Presentations are 5 minutes long with 3 more minutes for Q&A . Below you can find the abstracts for the talks.
I will introduce some challenges in the analysis of extreme values and discuss some new ways to tackle them.
Continuous time interaction data, which records both interacting nodes and interaction occurrence time, demands modeling capabilities for any node at any continuous time point.
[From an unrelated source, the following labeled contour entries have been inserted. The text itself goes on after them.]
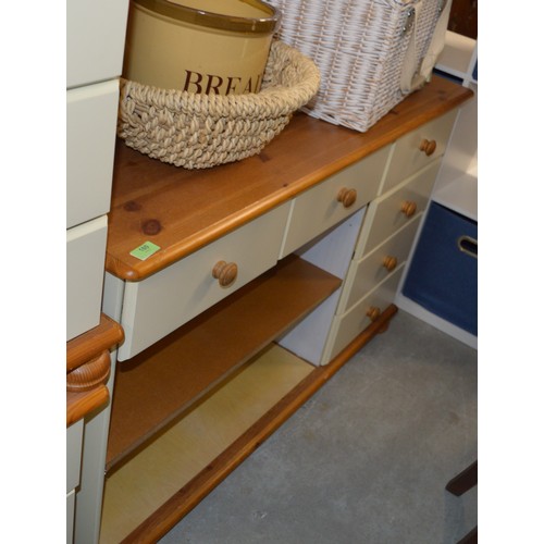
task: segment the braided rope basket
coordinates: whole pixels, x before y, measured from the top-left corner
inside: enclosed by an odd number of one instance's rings
[[[273,41],[260,92],[196,95],[121,79],[118,135],[152,159],[205,169],[259,153],[318,91],[316,64]]]

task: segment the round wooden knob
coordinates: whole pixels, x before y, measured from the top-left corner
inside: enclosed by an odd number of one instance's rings
[[[221,287],[228,287],[238,275],[238,267],[235,262],[219,261],[211,273],[219,281]]]
[[[66,374],[66,391],[89,391],[106,383],[110,375],[110,351],[102,351],[96,359],[77,367]]]
[[[428,140],[423,139],[421,140],[421,144],[419,145],[419,150],[423,151],[428,157],[431,157],[431,154],[434,153],[436,150],[436,140]]]
[[[339,189],[338,194],[336,195],[336,200],[338,200],[338,202],[342,202],[344,208],[349,208],[350,206],[354,206],[355,201],[357,200],[357,190],[342,187],[342,189]]]
[[[387,272],[392,272],[397,268],[397,258],[393,257],[392,255],[384,257],[383,265],[385,267],[385,270],[387,270]]]
[[[418,211],[418,205],[411,200],[405,200],[400,207],[400,211],[407,218],[411,218]]]
[[[375,321],[380,317],[381,313],[382,313],[382,311],[380,310],[380,308],[376,308],[375,306],[371,306],[367,310],[367,317],[370,318],[370,321]]]

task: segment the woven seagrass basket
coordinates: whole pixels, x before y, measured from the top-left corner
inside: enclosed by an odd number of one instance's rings
[[[318,91],[316,64],[273,41],[260,92],[196,95],[121,79],[118,135],[141,153],[205,169],[259,153]]]
[[[452,0],[267,0],[277,37],[312,59],[319,92],[302,111],[366,132],[430,77]]]

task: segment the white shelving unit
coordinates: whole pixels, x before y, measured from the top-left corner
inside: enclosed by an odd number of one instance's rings
[[[477,62],[478,40],[447,30],[444,50],[435,67],[444,75],[458,79],[463,87],[469,87],[474,97],[459,110],[431,200],[478,222],[478,77],[474,77]],[[410,260],[411,256],[405,269],[405,277]],[[478,347],[477,336],[405,297],[401,286],[395,299],[399,308],[458,341],[473,348]]]

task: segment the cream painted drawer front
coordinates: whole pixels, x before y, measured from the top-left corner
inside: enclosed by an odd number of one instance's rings
[[[390,277],[371,290],[347,313],[335,316],[323,354],[323,364],[336,357],[358,334],[372,323],[367,312],[374,308],[382,312],[393,302],[403,269],[404,265],[398,267]]]
[[[234,293],[277,262],[289,202],[256,219],[141,282],[126,282],[121,316],[125,360]],[[236,281],[222,287],[212,275],[219,261],[235,262]]]
[[[380,194],[383,195],[403,180],[444,154],[456,116],[457,110],[450,111],[442,118],[416,128],[395,143]],[[430,146],[433,145],[432,143],[436,146],[430,156],[420,149],[424,140]]]
[[[66,342],[100,322],[108,218],[66,231]]]
[[[110,209],[118,103],[118,79],[66,92],[67,228]]]
[[[337,313],[347,311],[375,285],[406,262],[421,218],[422,214],[418,214],[363,259],[351,262],[336,310]]]
[[[295,198],[281,257],[285,257],[329,227],[366,206],[376,194],[391,146],[347,166]],[[357,199],[347,208],[338,201],[342,189],[355,189]]]
[[[434,161],[395,190],[371,202],[355,250],[356,259],[374,249],[412,217],[426,209],[440,165],[440,160]]]
[[[66,86],[121,75],[128,0],[66,2]]]

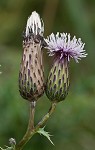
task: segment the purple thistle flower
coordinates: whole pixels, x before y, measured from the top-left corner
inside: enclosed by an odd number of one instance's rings
[[[84,50],[85,43],[81,41],[81,38],[76,39],[76,36],[71,39],[70,34],[57,32],[56,35],[53,33],[49,35],[45,41],[49,56],[60,56],[60,59],[67,57],[68,61],[74,58],[76,62],[87,56]]]
[[[45,39],[49,56],[55,57],[46,83],[46,95],[53,102],[63,101],[69,91],[68,62],[74,58],[76,62],[86,57],[84,43],[81,39],[70,38],[67,33],[53,33]]]

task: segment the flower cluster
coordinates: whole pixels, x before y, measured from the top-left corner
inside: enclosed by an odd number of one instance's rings
[[[43,37],[44,23],[35,11],[27,20],[24,32],[23,57],[19,74],[20,94],[29,101],[35,101],[44,92],[51,101],[62,101],[68,94],[68,62],[76,62],[86,57],[85,43],[70,34],[52,33]],[[43,44],[44,43],[44,44]],[[44,83],[42,48],[48,49],[49,56],[54,56],[53,65]],[[45,85],[45,86],[44,86]]]
[[[81,39],[76,39],[74,36],[71,39],[70,34],[67,33],[53,33],[48,36],[45,40],[47,43],[47,49],[49,56],[60,55],[60,59],[67,57],[67,60],[70,61],[70,58],[74,58],[76,62],[82,57],[86,57],[87,54],[84,50],[84,45]]]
Stochastic block models-based Hawkes processes (HPs) are common choices to model such data, which employ Hawkes processes to model the interactions between nodal pairs, and the static results of stochastic block models to describe the complex background environment (i.e., exogenous effects). However, the constant exogenous effects used in these approaches restrict the models from being able to describe the complex time-evolving environment for the interactions. In this paper, we propose Hawkes-Dirichlet Propagated Processes (Hawkes-DirPPs) to learn the time-evolving exogenous effects in HPs for continuous time interaction data. Hawkes-DirPPs assume each node has a piecewise-constant community membership distribution function, which is updated through a Dirichlet distribution when the node initiates interactions with others. These membership distribution functions are then combined with a community compatibility matrix to denote a time-evolving exogenous rate function in the HPs. We develop a continuous time backward propagating latent counts and forward sampling random variables mechanism to enable efficient Gibbs sampling for Hawkes-DirPPs. The merits of Hawkes- DirPPs include describing time-evolving exogenous effects, modeling complex dependencies between nodes and efficient Gibbs sampling. Advantages of Hawkes-DirPPs have been validated through tasks of link prediction and extensive latent variable visualisations.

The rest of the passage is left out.